We all have mental models that structure how we see the world and drive our actions. You could define a mental model as a set of assumptions about reality. Just think Republicans versus Democrats or pro-life versus pro-choice. In business too, we all develop mindsets about what works and doesn’t work based on our nature and our experiences. In his book The Fifth Discipline, Peter Senge talked about the importance of “. . . the discipline of managing mental models—surfacing, testing, and improving our internal pictures of how the world works . . .” While the easy thing is to keep on doing what you’ve been doing, it’s more crucial for business survival than ever to not only be open to alternatives but to force yourself to routinely consider them.

Unfortunately, most managers never adopt this discipline. They may not even be consciously aware of the set of assumptions that is guiding their actions so they are unable to change it when change is necessary. Their mindset has become a mind prison. In my consulting work, as an outsider, I can often immediately see business model changes in client companies that would have rapid beneficial effects. But to get the client CEO to adopt the change is often a struggle simply because their mental model is blocking their view of current reality. The first step towards breaking out of jail is to recognize you’re incarcerated.

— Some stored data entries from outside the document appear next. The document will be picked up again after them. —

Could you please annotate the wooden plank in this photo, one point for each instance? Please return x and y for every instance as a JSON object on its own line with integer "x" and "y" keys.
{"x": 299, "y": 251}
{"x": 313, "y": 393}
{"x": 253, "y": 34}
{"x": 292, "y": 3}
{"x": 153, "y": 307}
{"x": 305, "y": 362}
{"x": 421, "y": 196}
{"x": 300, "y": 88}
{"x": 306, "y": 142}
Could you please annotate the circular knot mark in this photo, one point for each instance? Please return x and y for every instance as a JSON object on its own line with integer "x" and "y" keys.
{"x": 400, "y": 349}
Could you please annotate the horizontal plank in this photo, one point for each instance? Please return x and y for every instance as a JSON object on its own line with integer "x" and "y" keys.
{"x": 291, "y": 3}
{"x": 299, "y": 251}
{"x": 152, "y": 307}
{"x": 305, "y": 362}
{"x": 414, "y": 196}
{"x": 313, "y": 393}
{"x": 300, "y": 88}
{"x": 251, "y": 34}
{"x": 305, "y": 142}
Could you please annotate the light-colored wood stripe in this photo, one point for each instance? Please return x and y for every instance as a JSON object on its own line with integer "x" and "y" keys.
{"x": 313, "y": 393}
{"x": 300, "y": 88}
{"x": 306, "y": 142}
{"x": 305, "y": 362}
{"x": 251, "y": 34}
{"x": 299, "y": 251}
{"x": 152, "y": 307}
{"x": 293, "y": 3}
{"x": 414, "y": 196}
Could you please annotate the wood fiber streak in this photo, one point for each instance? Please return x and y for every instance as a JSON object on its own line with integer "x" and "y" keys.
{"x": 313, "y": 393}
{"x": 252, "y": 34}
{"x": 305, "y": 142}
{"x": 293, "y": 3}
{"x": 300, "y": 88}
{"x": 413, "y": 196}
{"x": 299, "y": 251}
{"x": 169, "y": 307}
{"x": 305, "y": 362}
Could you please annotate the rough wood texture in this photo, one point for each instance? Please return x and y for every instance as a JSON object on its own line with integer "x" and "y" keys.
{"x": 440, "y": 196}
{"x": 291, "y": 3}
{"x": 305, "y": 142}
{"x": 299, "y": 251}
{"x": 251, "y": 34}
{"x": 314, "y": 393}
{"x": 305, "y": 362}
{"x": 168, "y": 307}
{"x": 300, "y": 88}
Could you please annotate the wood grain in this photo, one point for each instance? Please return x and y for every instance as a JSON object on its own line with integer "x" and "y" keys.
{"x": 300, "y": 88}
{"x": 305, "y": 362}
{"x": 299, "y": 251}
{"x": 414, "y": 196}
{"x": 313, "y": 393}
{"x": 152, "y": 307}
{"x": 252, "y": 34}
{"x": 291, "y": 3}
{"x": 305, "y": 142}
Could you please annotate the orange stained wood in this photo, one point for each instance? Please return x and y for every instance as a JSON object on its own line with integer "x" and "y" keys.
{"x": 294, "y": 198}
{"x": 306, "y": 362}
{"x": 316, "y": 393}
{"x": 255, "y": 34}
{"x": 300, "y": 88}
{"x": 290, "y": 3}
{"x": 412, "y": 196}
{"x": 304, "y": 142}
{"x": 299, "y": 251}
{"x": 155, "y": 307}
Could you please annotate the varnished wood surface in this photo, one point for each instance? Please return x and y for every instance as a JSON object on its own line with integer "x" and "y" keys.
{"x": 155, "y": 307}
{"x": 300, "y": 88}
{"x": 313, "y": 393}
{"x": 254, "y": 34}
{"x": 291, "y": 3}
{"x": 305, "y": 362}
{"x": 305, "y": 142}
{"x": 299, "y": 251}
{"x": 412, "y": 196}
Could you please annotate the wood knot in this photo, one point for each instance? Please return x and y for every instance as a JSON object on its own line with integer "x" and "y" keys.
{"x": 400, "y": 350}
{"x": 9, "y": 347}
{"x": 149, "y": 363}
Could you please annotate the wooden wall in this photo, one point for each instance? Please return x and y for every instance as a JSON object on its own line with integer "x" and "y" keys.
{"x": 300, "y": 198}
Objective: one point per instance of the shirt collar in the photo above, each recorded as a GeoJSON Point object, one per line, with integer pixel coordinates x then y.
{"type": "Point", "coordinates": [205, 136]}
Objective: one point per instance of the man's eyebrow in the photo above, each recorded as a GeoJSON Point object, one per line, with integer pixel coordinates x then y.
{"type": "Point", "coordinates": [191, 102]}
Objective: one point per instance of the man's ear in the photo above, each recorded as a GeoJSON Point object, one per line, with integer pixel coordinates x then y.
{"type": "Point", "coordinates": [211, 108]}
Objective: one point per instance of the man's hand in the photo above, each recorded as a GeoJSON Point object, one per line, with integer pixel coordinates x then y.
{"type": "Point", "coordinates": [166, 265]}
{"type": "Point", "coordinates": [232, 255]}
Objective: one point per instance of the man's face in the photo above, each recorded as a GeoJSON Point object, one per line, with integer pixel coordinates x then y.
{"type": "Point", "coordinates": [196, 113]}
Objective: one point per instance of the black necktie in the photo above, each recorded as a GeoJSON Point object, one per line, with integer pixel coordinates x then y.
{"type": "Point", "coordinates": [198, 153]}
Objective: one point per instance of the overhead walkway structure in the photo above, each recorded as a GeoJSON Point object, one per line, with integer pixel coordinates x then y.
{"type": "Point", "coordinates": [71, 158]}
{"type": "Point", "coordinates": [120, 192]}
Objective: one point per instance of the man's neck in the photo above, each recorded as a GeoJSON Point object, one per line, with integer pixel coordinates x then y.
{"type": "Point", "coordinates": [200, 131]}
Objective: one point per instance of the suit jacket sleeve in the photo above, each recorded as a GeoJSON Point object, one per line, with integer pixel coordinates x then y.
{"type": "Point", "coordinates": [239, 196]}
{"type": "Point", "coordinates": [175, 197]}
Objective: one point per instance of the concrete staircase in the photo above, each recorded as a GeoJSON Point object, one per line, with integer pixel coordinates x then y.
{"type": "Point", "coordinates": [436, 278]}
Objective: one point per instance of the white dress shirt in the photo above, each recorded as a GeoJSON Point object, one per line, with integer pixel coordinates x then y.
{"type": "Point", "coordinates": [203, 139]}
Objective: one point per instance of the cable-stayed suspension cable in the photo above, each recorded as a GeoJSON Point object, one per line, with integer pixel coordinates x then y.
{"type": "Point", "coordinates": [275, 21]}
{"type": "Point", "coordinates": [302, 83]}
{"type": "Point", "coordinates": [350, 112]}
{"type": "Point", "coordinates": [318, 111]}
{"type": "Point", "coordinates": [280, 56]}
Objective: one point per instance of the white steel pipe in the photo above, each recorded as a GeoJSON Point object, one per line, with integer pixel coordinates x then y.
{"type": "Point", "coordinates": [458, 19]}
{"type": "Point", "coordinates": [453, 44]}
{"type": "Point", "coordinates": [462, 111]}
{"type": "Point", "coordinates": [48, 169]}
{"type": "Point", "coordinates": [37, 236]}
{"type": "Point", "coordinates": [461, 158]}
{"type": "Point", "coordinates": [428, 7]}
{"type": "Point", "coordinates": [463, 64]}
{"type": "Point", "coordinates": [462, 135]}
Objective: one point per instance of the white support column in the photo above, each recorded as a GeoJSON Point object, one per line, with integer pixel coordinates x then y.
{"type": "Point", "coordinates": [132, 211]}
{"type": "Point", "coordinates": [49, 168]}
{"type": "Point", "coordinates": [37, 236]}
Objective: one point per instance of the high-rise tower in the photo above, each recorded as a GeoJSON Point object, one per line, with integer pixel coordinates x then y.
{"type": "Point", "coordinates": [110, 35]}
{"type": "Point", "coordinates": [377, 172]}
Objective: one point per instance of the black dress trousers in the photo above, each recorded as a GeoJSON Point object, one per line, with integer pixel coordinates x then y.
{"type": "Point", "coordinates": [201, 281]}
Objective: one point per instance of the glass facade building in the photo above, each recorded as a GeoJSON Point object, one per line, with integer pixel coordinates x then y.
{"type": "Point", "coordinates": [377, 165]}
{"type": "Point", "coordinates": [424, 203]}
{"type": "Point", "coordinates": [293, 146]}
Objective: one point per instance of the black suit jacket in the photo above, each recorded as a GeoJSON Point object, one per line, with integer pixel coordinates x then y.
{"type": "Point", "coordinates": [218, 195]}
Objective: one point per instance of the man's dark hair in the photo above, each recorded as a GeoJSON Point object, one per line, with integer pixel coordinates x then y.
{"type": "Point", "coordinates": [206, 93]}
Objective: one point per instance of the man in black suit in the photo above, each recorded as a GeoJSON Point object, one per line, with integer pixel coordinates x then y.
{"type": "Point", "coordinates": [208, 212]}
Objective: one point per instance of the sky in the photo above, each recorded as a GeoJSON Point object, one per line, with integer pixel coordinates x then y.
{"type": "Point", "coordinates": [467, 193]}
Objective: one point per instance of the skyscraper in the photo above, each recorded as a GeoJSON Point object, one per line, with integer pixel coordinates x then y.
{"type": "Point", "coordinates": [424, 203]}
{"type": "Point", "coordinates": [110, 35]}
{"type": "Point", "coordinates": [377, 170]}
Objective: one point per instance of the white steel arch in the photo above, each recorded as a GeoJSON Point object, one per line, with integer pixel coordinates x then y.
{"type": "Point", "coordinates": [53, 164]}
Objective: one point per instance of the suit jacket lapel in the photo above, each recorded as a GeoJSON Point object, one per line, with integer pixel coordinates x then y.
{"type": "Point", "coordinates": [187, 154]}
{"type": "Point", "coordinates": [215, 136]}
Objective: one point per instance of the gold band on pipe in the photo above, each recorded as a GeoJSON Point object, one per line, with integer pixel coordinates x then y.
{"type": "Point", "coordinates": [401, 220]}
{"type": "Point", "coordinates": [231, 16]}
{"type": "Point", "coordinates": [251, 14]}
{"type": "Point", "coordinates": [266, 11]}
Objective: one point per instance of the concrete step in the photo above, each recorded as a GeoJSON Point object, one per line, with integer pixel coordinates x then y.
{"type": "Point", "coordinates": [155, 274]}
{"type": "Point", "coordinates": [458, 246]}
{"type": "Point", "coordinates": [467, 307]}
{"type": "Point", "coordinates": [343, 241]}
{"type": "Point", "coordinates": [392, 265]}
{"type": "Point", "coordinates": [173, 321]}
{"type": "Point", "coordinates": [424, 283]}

Managing your mental model is not a one-time thing. It needs to be done regularly. CEO’s not only need to manage their own mental models, but those of their employees as well if they expect to succeed. By “manage” in this case I don’t mean coerce. You need to work together with your senior team to jointly evolve first your mental model and then your business model.

This is why kids in garages can out-innovate giant corporations. The kids aren’t in mind prison yet. They’re open to new ideas and driven by optimism that is untainted by painful life experiences. They’re also willing to put in the time and effort required. Fortunately, you don’t need to be a wet behind the ears twenty-something in a garage to manage your mental model rather than be blinded by it.

What you need to do is institutionalize regular (at least annual—maybe even quarterly) review of your mental model and then your business model and its components. This is the new “strategic planning”. It’s not a planning exercise, it’s a design exercise and as such it starts with a clean slate every time. Once you know what business model components you want to change, then you plan the implementation. But, you first start with an open-minded design process. And, if you commit to doing it on a regular basis and with a “flexible mind”, it’s guaranteed to break your mind out of prison and keep you out.

If you’d like help creating the right business model development process for your company, sign up for a series of Skype mentoring sessions.

Action Suggestion for This Month: Meet with your key managers and list on a flip chart all your “mental model” assumptions and beliefs about the industry, target consumers, competitors, employees, channels of distribution, product opportunities, pricing, etc. Consolidate the list to the most important and then see if you can reach consensus and validate the accuracy. That exercise alone would be very beneficial. Then, based on these “shared assumptions”, discuss what your business model might look like if you were creating it today. You might be surprised and energized by the results.